The Madison Protests: It’s Not About the Money
Over the past few years, I have likened the ideological divide to a political civil war. The Democrats still embrace the Federalist view of government while the republicans now embrace the anti-Federalist perspective.
“The accumulation of all powers, legislative, executive, and judiciary, in the same hands, whether of one, a few, or many, and whether hereditary, self-appointed, or elective, may justly be pronounced the very definition of tyranny.”
James Madison, Federalist 47
The country cannot function with this much conservative extremism and hostility. The checks and balances have all broken down. The country is in decline. The political conversation has become all about picking sides and bundled agendas. We are facing a Constitutional crisis.
We need a major event. Something to rally around. Something that can push us past the propaganda. Something that can be used to make us take a serious look at ourselves and our future.
9/11 involved an external threat. It was irrelevant to a constitutional crisis.
We have two diverging interpretations of the Constitution. The liberal view is a more principled interpretation, which has benefited the general welfare of the country far better but still needs better definition of it’s limitations.
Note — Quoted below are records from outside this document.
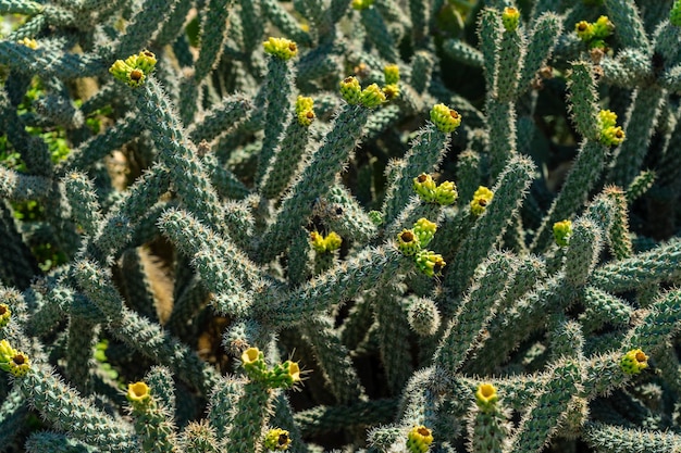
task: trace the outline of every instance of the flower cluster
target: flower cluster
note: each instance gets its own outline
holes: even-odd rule
[[[326,237],[312,231],[310,232],[310,243],[317,253],[327,253],[338,250],[343,239],[335,231],[331,231]]]
[[[296,99],[296,117],[300,126],[308,127],[314,121],[314,100],[307,96]]]
[[[397,248],[405,256],[413,256],[413,261],[420,272],[433,277],[439,275],[447,263],[442,255],[425,250],[433,239],[437,225],[426,218],[419,218],[411,229],[403,229],[397,235]]]
[[[681,0],[674,1],[671,7],[671,11],[669,11],[669,23],[677,27],[681,27]]]
[[[617,147],[624,141],[624,131],[620,126],[616,126],[617,114],[609,110],[598,112],[599,140],[606,147]]]
[[[395,99],[399,96],[399,67],[396,64],[388,64],[383,68],[385,86],[383,92],[387,99]]]
[[[12,311],[10,306],[5,303],[0,303],[0,328],[10,324],[10,319],[12,318]]]
[[[373,0],[352,0],[352,9],[366,10],[373,4]]]
[[[136,55],[128,56],[125,61],[116,60],[109,72],[119,80],[137,88],[144,85],[154,66],[156,55],[148,50],[143,50]]]
[[[431,109],[431,121],[441,133],[454,133],[461,125],[461,115],[445,104],[435,104]]]
[[[475,391],[475,404],[482,412],[494,411],[495,404],[499,397],[496,393],[496,387],[492,383],[483,382],[478,386]]]
[[[437,203],[443,206],[454,204],[459,198],[456,185],[451,181],[444,181],[439,186],[435,184],[433,177],[425,173],[421,173],[413,178],[413,190],[421,200],[426,203]]]
[[[632,349],[622,356],[619,367],[627,375],[637,375],[648,367],[648,356],[640,349]]]
[[[371,84],[362,90],[359,80],[349,76],[340,80],[340,96],[350,104],[362,104],[367,109],[375,109],[387,100],[385,93],[376,84]]]
[[[285,361],[269,368],[264,362],[264,354],[258,348],[248,348],[244,351],[242,366],[250,379],[263,382],[271,389],[290,389],[302,380],[298,362]]]
[[[570,243],[570,236],[572,236],[572,222],[562,221],[554,224],[554,239],[560,247],[567,247]]]
[[[590,49],[607,49],[605,39],[612,35],[614,30],[615,25],[605,15],[598,17],[594,23],[580,21],[574,26],[577,36],[586,42]]]
[[[284,61],[290,60],[298,54],[298,46],[286,38],[270,37],[270,39],[262,43],[262,47],[265,53]]]
[[[0,369],[15,377],[26,376],[30,370],[30,361],[23,352],[16,351],[7,340],[0,341]]]
[[[38,48],[38,41],[30,38],[22,38],[18,41],[20,45],[26,46],[29,49],[36,50]]]
[[[290,444],[290,437],[288,431],[281,428],[270,429],[264,435],[264,448],[270,451],[284,451],[288,449]]]
[[[471,201],[471,214],[474,216],[481,215],[485,212],[487,204],[490,204],[493,198],[494,192],[492,190],[484,186],[480,186],[478,190],[475,190],[475,193],[473,193],[473,201]]]
[[[507,7],[502,13],[502,23],[506,32],[515,32],[520,22],[520,11],[513,7]]]
[[[425,453],[433,443],[433,432],[424,426],[414,426],[407,435],[407,450],[410,453]]]
[[[149,386],[143,381],[128,383],[125,398],[131,402],[131,404],[133,404],[133,406],[144,407],[151,400]]]

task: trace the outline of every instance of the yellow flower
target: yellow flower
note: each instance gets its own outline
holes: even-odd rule
[[[272,56],[280,58],[284,61],[290,60],[298,54],[298,46],[286,38],[270,37],[262,43],[264,51]]]
[[[475,193],[473,193],[473,201],[471,201],[471,214],[475,216],[481,215],[485,212],[487,204],[490,204],[493,198],[494,192],[492,190],[484,186],[480,186],[478,190],[475,190]]]
[[[475,391],[475,403],[482,411],[490,411],[493,408],[498,399],[496,388],[492,383],[484,382],[478,386],[478,391]]]
[[[128,383],[127,394],[125,397],[127,398],[127,401],[133,404],[145,403],[151,398],[151,394],[149,393],[149,386],[143,381]]]
[[[287,450],[289,444],[290,437],[288,437],[288,431],[284,429],[270,429],[264,436],[264,448],[268,450],[283,451]]]
[[[637,375],[648,367],[648,356],[640,349],[632,349],[624,354],[619,363],[620,368],[628,375]]]
[[[461,115],[445,104],[435,104],[431,109],[431,121],[442,133],[453,133],[461,125]]]
[[[414,426],[407,435],[407,450],[410,453],[425,453],[433,443],[433,432],[424,426]]]

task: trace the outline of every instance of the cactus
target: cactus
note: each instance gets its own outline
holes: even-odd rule
[[[679,451],[658,3],[0,0],[0,450]]]

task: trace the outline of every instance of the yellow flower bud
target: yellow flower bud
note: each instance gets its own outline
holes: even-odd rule
[[[431,121],[442,133],[453,133],[461,124],[461,116],[456,110],[445,104],[436,104],[431,109]]]
[[[504,9],[502,13],[502,23],[504,24],[504,28],[506,32],[515,32],[518,28],[518,23],[520,22],[520,11],[512,7],[507,7]]]
[[[264,51],[272,56],[276,56],[284,61],[290,60],[298,54],[298,46],[286,38],[273,38],[270,37],[262,43]]]

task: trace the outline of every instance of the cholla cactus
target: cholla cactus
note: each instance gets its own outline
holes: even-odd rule
[[[3,450],[681,450],[680,1],[0,13]]]

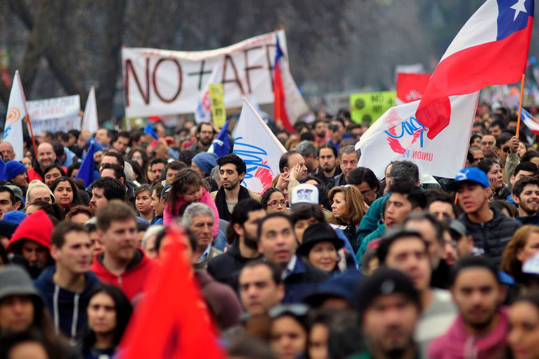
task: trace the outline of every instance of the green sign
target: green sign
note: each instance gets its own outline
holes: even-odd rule
[[[356,124],[372,124],[395,105],[395,91],[364,92],[350,95],[350,116]]]

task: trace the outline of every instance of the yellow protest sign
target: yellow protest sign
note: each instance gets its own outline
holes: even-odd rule
[[[364,92],[350,95],[350,116],[357,124],[372,124],[395,105],[396,91]]]
[[[209,86],[211,99],[211,117],[213,124],[220,128],[226,122],[226,110],[223,99],[223,84],[211,84]]]

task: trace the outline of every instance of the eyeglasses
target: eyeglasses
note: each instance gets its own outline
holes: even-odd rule
[[[288,202],[286,201],[272,201],[267,204],[270,207],[277,207],[279,205],[281,205],[282,207],[288,207]]]
[[[304,304],[289,304],[274,307],[268,311],[268,315],[272,319],[286,314],[294,316],[303,316],[308,311],[309,307]]]

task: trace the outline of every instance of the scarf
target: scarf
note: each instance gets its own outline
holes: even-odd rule
[[[242,199],[250,198],[249,191],[241,185],[239,186],[239,192],[238,193],[238,202]],[[219,211],[219,218],[225,221],[230,221],[230,212],[229,212],[229,206],[226,205],[226,196],[225,195],[225,188],[222,186],[217,191],[215,195],[215,205]]]

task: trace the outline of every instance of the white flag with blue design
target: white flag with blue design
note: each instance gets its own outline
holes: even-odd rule
[[[17,70],[13,78],[11,92],[9,94],[8,114],[5,117],[4,135],[2,137],[3,142],[9,142],[13,146],[16,161],[20,161],[24,157],[23,120],[27,115],[26,99],[24,96],[24,91],[23,91],[19,70]]]

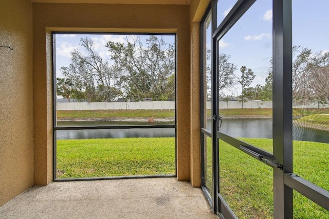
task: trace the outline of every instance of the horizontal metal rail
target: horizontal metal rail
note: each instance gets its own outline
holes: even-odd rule
[[[283,168],[282,165],[275,161],[273,154],[266,151],[219,131],[217,132],[217,137],[270,167],[280,169]]]
[[[106,179],[136,179],[143,178],[161,178],[161,177],[175,177],[176,174],[168,175],[145,175],[136,176],[108,176],[102,177],[84,177],[84,178],[64,178],[62,179],[54,179],[54,181],[88,181],[101,180]]]
[[[201,128],[201,132],[202,133],[205,134],[207,136],[209,136],[209,137],[210,137],[211,138],[212,137],[212,134],[211,134],[211,133],[210,132],[209,132],[209,131],[207,130],[206,129]]]
[[[79,126],[55,126],[54,130],[80,130],[92,129],[163,129],[175,128],[175,125],[100,125]]]
[[[329,211],[329,191],[292,173],[284,174],[284,184]]]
The conservative view is a more literal interpretation, which is more appropriate to a sparsely populated isolationist society with an agrarian economy. Conservative policies have done real harm to this country for decades, and threaten to make our current problems insurmountable.
We need an event that will lead to something like a town hall constitutional convention. A widespread and in-depth public conversation on what we want and need the Constitution to mean. Only then can we decide with confidence how we want to enforce or amend it.
Ignoring the Constitution, or pretending it says something it does not, are not options in a nation of laws.